Her most productive work was done in the late 1940s and early 1950s, when she visited Maitland, Florida, and Tennessee. Her work was also beginning to appear in exhibitions. In 1955 two of Kanaga's photographs were part of Edward Steichen's landmark exhibition The Family of Man, presented at the Museum of Modern Art in New York City. Later Consuelo Kanaga moved to rural Yorktown Heights, New York, a much less inspiring atmosphere for her work as a photographer. In 1974 she had a one-person exhibition at the Blue Moon and the Lerner-Heller Gallery, jointly, in New York City, and, by 1976, a small but important exhibition at The Brooklyn Museum. In 1977 her work was shown at the Wave Hill Center for Environmental Studies, the Bronx, New York, followed by participation in the now historic re-creation of the original f. 64 exhibitions at the University of Missouri, St. Louis, in 1978.
Consuelo Kanaga died at her home in Yorktown Heights, still virtually unknown except by her peers and a few fiercely loyal friends. Her death was attributed to emphysema caused by incessant smoking and the harsh and dangerous chemicals she chose to use to produce her prints. Only a few of those exceptional prints are known to have entered the art market. Her productivity was comparatively limited, but that was a choice she made.
In 1982, her husband Wallace Putnam gave Kanaga's 2, 500 negatives and the 373 prints she owned to The Brooklyn Museum. At her death, her entire estate was valued at only $1, 345. Her talent was finally acknowledged in 1993 when her first major retrospective was presented at The Brooklyn Museum.
Achievements
Consuelo Kanaga was one of the most distinguished women photographers of her time. She became well known for her photographs of African-American people. In her lifetime, her works appeared in sixteen exhibitions, six of which were devoted exclusively to her work. Her best-known image was "She Is a Tree of Life to Them", which was the reflection of her study of migrant workers in Florida.

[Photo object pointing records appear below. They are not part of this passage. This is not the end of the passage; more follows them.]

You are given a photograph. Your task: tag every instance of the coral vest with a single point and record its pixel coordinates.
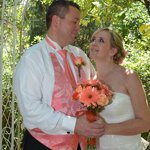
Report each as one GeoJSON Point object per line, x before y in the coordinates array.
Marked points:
{"type": "Point", "coordinates": [62, 101]}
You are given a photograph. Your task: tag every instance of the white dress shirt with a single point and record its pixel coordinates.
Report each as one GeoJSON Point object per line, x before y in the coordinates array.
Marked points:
{"type": "Point", "coordinates": [34, 82]}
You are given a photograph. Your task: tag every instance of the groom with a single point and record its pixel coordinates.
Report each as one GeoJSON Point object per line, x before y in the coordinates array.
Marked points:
{"type": "Point", "coordinates": [44, 90]}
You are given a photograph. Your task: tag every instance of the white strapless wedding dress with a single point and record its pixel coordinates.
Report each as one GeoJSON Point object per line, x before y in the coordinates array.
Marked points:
{"type": "Point", "coordinates": [118, 111]}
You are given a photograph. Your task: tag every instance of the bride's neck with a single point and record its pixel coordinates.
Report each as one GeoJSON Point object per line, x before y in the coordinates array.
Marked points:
{"type": "Point", "coordinates": [104, 70]}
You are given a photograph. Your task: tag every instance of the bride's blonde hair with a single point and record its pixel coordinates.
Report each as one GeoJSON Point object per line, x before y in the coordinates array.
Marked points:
{"type": "Point", "coordinates": [116, 42]}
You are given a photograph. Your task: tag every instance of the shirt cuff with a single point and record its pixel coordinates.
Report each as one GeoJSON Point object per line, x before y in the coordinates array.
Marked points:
{"type": "Point", "coordinates": [69, 124]}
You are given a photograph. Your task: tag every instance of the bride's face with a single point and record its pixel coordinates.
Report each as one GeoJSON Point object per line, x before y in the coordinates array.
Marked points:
{"type": "Point", "coordinates": [100, 46]}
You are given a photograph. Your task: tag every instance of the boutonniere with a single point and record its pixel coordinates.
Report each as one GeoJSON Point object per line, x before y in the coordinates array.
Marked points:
{"type": "Point", "coordinates": [78, 61]}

Consuelo Kanaga was an advocate for the rights of African-Americans and other people of color.
Quotations:
"The great alchemy is your attitude, who you are, what you are. When you make a photograph, it is very much a picture of your own self. That is the important thing. Most people try to be striking to catch the eye. I think the thing is not to catch the eye but the spirit."
Membership
California Camera Club
,
California
1918
Film and Photo League
Personality
Consuelo Kanaga never formally associated herself with anyone movement, either politically or socially. She was always fiercely independent in thought and action.
Interests
Edward Steichen, Alfred Stieglitz
Connections
In 1919 Consuelo Kanaga married a young mining engineer, Evans Davidson. She had great difficulty reconciling her marriage and her career as a news photographer. Her love of city life began to separate her from her husband's interests, which resulted in an informal separation. While traveling to Tunisia in January 1928 she met and married her second husband, a charismatic Irishman, and writer, James Barry McCarthy. Her second marriage ended badly and they were divorced around 1935.
In 1936, while on assignment for the WPA project the Index of American Design, Consuelo Kanaga met and married on May 28 her third and last husband, the artist Wallace Bradstreet Putnam, who worked for the Sun newspaper. She was forty-two years old, five years older than Putnam. He was supportive of Kanaga's career and shared her radical views.